Cuaderno de verano, 56
Hace años le saqué una utilidad inesperada al atuendo de las fiestas de verano, que llevaba mucho tiempo arrumbado en el armario donde lo había metido cuando di por terminada la dichosa juventud. Estaba poniendo un suelo de madera (la gran obra que voy a legar a la humanidad) y entre el esfuerzo y el calor me caían de la frente unas gotas como medallones. Con la gorra no era suficiente, de modo que empecé a buscar algo más eficaz, y cuando vi el traje olvidado me dio por desplegar la faja de algodón descolorido, al estilo de las que se llevan en San Fermín, y me la lie a la cabeza como un turbante oriental.

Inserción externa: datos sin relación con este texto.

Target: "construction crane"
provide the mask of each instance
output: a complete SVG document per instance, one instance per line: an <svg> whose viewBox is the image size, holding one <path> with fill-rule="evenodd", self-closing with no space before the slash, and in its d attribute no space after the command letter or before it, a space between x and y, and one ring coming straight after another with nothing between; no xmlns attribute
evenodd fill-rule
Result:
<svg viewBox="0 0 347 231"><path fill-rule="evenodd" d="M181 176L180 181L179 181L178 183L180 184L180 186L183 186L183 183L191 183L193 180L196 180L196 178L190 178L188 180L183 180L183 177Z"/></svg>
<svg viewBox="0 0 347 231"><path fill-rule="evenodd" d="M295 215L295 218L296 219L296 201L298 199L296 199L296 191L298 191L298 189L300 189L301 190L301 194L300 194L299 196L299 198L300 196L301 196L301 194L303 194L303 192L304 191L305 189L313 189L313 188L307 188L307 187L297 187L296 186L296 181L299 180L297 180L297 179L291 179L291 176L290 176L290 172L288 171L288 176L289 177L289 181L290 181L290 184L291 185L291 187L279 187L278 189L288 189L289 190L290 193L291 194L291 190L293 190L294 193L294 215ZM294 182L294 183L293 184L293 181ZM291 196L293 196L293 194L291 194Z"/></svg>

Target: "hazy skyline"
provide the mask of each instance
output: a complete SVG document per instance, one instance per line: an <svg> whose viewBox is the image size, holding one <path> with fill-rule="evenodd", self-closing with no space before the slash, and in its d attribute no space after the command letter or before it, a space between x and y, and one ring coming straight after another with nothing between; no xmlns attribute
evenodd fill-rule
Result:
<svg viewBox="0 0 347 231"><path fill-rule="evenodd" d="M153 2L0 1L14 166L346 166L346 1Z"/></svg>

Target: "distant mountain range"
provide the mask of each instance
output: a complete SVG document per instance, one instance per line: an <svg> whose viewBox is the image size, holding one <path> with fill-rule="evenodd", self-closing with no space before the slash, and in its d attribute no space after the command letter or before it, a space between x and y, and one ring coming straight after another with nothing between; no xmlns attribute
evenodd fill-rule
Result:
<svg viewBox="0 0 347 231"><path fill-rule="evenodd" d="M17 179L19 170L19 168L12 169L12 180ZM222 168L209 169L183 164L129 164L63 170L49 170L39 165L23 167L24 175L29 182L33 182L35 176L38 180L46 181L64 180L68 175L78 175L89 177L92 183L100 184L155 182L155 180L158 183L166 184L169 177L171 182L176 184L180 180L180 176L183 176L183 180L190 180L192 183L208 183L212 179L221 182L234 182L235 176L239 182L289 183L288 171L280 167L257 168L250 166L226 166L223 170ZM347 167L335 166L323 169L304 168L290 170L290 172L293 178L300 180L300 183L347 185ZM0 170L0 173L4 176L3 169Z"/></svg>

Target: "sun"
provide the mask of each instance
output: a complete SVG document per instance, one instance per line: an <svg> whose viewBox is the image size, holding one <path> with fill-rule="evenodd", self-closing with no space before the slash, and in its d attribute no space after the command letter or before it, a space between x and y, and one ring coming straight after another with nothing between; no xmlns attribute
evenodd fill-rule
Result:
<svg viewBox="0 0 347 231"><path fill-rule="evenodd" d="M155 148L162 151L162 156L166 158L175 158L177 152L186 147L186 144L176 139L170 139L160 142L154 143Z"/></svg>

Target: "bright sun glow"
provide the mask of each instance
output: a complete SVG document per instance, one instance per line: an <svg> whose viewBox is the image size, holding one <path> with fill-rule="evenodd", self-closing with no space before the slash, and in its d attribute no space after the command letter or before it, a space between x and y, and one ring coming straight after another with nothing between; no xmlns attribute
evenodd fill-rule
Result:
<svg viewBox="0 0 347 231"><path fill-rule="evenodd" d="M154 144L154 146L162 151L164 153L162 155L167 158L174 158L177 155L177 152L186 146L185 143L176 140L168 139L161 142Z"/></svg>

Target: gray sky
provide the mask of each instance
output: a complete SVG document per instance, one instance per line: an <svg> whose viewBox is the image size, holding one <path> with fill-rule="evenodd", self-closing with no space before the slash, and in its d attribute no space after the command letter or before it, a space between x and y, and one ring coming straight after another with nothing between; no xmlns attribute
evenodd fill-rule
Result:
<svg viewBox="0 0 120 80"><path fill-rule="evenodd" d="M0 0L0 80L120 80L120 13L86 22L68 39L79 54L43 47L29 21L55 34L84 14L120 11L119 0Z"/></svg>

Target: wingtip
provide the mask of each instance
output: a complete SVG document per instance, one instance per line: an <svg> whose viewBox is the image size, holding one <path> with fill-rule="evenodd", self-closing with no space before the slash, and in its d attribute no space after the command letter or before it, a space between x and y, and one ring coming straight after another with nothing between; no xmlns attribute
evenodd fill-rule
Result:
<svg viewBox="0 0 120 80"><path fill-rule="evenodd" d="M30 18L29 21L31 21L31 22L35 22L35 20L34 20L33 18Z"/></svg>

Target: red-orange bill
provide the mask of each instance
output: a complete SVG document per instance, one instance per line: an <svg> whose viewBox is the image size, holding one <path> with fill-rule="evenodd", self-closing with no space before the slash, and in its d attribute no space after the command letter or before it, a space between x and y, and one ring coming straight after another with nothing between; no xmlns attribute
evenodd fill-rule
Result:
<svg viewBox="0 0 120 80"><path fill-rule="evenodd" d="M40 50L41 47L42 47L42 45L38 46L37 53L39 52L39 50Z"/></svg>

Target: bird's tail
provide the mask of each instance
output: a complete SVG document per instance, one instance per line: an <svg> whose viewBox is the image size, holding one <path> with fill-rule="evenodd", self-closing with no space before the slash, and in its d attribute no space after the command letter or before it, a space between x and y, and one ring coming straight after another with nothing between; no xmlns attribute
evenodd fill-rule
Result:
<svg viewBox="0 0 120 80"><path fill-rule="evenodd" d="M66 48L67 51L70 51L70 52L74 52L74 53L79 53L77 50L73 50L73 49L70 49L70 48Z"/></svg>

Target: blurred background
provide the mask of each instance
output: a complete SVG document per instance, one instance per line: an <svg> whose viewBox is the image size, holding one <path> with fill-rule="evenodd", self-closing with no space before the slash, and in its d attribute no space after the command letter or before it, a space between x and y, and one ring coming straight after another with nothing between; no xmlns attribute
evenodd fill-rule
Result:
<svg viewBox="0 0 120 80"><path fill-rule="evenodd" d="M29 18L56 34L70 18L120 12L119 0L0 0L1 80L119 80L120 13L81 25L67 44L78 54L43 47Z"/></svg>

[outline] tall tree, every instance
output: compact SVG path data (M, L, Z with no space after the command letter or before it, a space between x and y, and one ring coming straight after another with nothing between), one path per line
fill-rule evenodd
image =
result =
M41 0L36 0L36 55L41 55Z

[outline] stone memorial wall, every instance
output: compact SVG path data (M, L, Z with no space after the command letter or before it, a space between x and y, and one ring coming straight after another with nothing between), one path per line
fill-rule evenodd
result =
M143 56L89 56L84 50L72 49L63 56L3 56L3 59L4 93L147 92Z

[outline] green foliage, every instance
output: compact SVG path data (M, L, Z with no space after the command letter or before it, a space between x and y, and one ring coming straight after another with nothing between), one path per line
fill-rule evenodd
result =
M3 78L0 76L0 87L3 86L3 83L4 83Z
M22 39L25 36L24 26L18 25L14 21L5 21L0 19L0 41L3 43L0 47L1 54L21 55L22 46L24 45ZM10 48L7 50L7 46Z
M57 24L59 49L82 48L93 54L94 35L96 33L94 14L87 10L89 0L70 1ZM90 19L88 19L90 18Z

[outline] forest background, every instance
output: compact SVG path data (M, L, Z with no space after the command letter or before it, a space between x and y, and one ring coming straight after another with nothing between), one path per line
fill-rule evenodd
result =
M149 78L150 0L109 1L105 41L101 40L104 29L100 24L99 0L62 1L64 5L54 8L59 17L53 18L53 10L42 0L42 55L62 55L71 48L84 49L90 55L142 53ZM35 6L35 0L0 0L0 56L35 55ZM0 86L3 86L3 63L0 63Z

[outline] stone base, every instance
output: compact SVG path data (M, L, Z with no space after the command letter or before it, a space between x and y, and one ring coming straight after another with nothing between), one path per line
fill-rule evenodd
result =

Y fue un acierto: cesó el derramamiento de sudor y encontré alivio al sofoco. Parecía uno de esos hindúes que rellenan en cuclillas moldes de celosías, tan campantes bajo un sol de justicia.
El otro día me volvió a ocurrir algo parecido. El sombrero de paja estaba tan empapado que empezaba a destrenzarse, el calor iba en aumento y cavar la tierra no era el mejor medio para combatirlo. Y me volví a acordar del atuendo tradicional, esta vez del pañuelo de hierbas, de algodón basto con cuadros azules sobre fondo blanco. La gente ahora lo lleva anudado al cuello, pero en los grabados antiguos y en algunos trajes regionales se ve a los campesinos con él atado a la cabeza como los pañuelos de pirata. Y fue, de nuevo, una sabia decisión. El pañuelo enjugaba el sudor sin calentarme la cabeza, y encima podía llevar el sombrero de paja. Reducimos las tradiciones a su condición de adorno, molesto muchas veces, y nos da vergüenza usarlas para lo que fueron inventadas.
Y no solo lo llevo en el huerto. Me lo pongo también debajo del sombrerete de pescador para salir a pasear, con mis alpargatas de cáñamo, mi camisa blanca arremangada y mis pantalones de sarga fresca, mientras a mi lado pasan, sobre todo en días como hoy, ciclistas disfrazados como para un ataque nuclear y corredores con prendas de última generación, culotes transpirables, camisetas inteligentes, gafas con GPS y zapatillas con propulsión a chorro, armando ruido, levantando polvo, perturbando el equilibrio. Me ven pasar tan pincho con mi vara de mimbre y se sonríen. Qué sabrán ellos, lo bien que me lo paso en mis viajes por el tiempo y por el diccionario.